RTTNews - A U.S. Securities and Exchange official urged the House Financial Services Committee to allow the agency to regulate financial advisors Thursday. Martha Mahan Haines, the SEC's assistant director for the division of trading and markets, told lawmakers that granting that authority would benefit issuers and investors alike.

A number of issues concerning financial advisors, including their professional qualifications, standard of care, conflicts of interest and pay to play activities necessitate active consideration of statutory change, Haines said in prepared remarks. Granting regulatory authority over the activities of municipal financial advisors to the SEC would significantly benefit issuers and investors alike.

She noted the increase in the size of municipal bond markets in recent years, explaining that it had jumped to $2.6 trillion securities outstanding with nearly $400 billion new bonds and notes issued in 2008, leading to a daily trading volume of nearly $20 billion.

However, the SEC has no regulatory authority over municipal financial advisers, and certain practices - like pay to play - are allowed to go on unmarked.

Pay to Play allows stockholders to buy stock but requires that they also participate in subsequent stock offerings in order to benefit from certain antidilution protections. However, for investors who choose not buy in subsequent rounds, sometimes their original preferred stock is converted to common stock.

The SEC is concerned about the pay to play practice, among others, including advice rendered by financial advisors without adequate training or qualifications, and failure to place the duty of loyalty to their clients ahead of their own interests, Haines said.

However, the limited regulatory authority held by the SEC prohibits them from addressing these concerns, she added, urging congress to expand the SEC's authority and pass the Municipal Advisers Regulation Act.

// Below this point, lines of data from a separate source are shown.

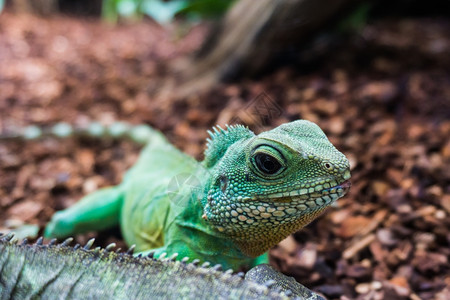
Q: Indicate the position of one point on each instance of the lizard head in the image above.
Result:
(267, 186)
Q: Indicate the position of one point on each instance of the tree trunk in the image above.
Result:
(252, 33)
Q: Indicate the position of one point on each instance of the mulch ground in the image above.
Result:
(383, 98)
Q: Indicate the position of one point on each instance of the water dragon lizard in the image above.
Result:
(250, 192)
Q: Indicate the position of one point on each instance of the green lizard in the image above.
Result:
(250, 192)
(58, 271)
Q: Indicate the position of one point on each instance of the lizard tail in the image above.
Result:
(139, 134)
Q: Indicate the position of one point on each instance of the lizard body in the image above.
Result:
(250, 192)
(58, 271)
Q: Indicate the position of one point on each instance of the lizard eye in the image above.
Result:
(267, 163)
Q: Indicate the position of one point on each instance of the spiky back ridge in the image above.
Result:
(58, 271)
(221, 139)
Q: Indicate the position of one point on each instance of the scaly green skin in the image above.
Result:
(61, 272)
(249, 193)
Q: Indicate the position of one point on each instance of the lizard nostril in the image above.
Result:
(223, 183)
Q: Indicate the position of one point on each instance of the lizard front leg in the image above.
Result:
(97, 211)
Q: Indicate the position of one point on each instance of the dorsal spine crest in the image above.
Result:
(221, 139)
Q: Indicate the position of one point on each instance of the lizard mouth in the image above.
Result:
(313, 198)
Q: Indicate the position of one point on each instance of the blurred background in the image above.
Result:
(375, 76)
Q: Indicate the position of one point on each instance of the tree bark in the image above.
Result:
(252, 33)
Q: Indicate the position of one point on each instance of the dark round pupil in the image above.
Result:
(267, 163)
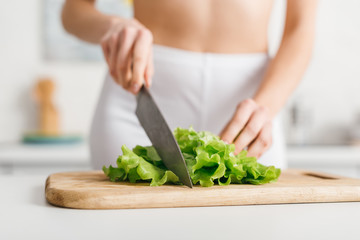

The Municipal Advisers Regulation Act would provide tools that would help address the problems we have observed concerning financial advisors who advise municipal issuers and conduit borrowers concerning their securities offerings, transactions in swaps and other derivative products intended to hedge risk, and the investment of bond proceeds. Haines said. In particular, we support the Act's clarification of the specific duty of care that a financial advisor owes to its client.